Вот и она. Стоит посреди пристани и громко проповедует, не замечая знакомой фигуры под просторным плащом и знакомого лица под капюшоном. Джошуа делает глубокий вдох и тихо зовет.
«Мама», — вторит ему морской прибой.
«Мама», — шепчет на ухо Героини легкий бриз.
Он уверен — она услышит. И поймет.
Вирайя замолкает на полуслове, и её рука сама по себе тянется к ледяному сердцу, что подвешено на цепочке рядом с её в эту самую секунду часто-часто забившимся, и крепко сжимает его. Ей думается, что она сходит с ума, что только что услышанный до боли знакомый голос — всего лишь плод её воображения, что у неё галлюцинации. Но она всё равно прекращает проповедь, сбивчиво бормочет извинения и торопливо пробирается мимо безразлично снующих туда-сюда людей, без особой надежды пытаясь разыскать источник звука.
Взгляд натыкается на лицо Джошуа, и на её собственном расцветает донельзя счастливая улыбка, а в её груди разливается тепло, согревая душу. Она переходит на бег и в пару мгновений оказывается возле него, с нежностью заключая его в объятия. По её щекам катятся слёзы. Радости.
— Мама, — хрипло шепчет мальчик в явной попытке сдержать слезы и заключает Вирайю в объятия. В груди щемит от странного, малознакомого юноше чувства, которое люди называют счастьем. Несмотря на то, что руки у Джошуа были ледяными, как и подобает Аватару Воды, от него исходило неестественное тепло, которое нельзя было объяснить ни наукой, ни магией. Тепло, источник которого могла понять лишь женщина, которую он сейчас так крепко обнимал, боясь, что все это — лишь сон, иллюзия для его бессмертной души.
Но эти страхи были напрасны — все это было реальностью.
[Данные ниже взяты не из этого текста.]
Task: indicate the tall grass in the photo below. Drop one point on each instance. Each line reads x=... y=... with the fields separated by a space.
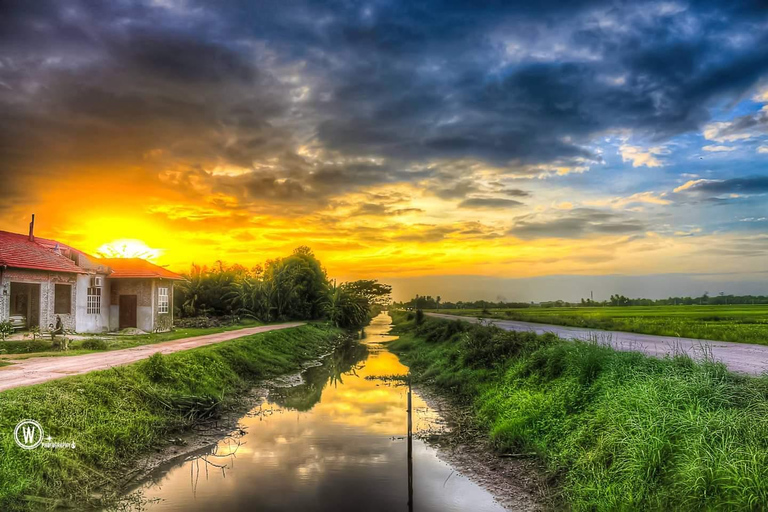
x=116 y=415
x=740 y=324
x=622 y=431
— Я больше никудай не уйду, мама, честно-честно, — сбивчиво пообещал Джошуа, вытирая все же выступившие на глазах слезы. И в этих словах было столько детской искренности, что не поверить в их искренность казалось невозможным
Вирайя обнимает Джошуа так крепко, что рискует ненароком сделать ему больно, так что почти сразу же, понимая это, ослабляет хватку. Но, Создатель милостивый, как же она рада видеть его… живым, целым и невредимым! Ей хочется сказать ему столь многое, но все слова как назло вылетают из головы, а мысли путаются. Она не находит, что ответить на такое милое и совершенно искреннее обещание, поэтому просто по-матерински целует его в макушку и тихо шепчет:
— Я буду рядом, сынок.
Давно (а может, и вообще никогда до сего момента) она не чувствовала себя такой счастливой.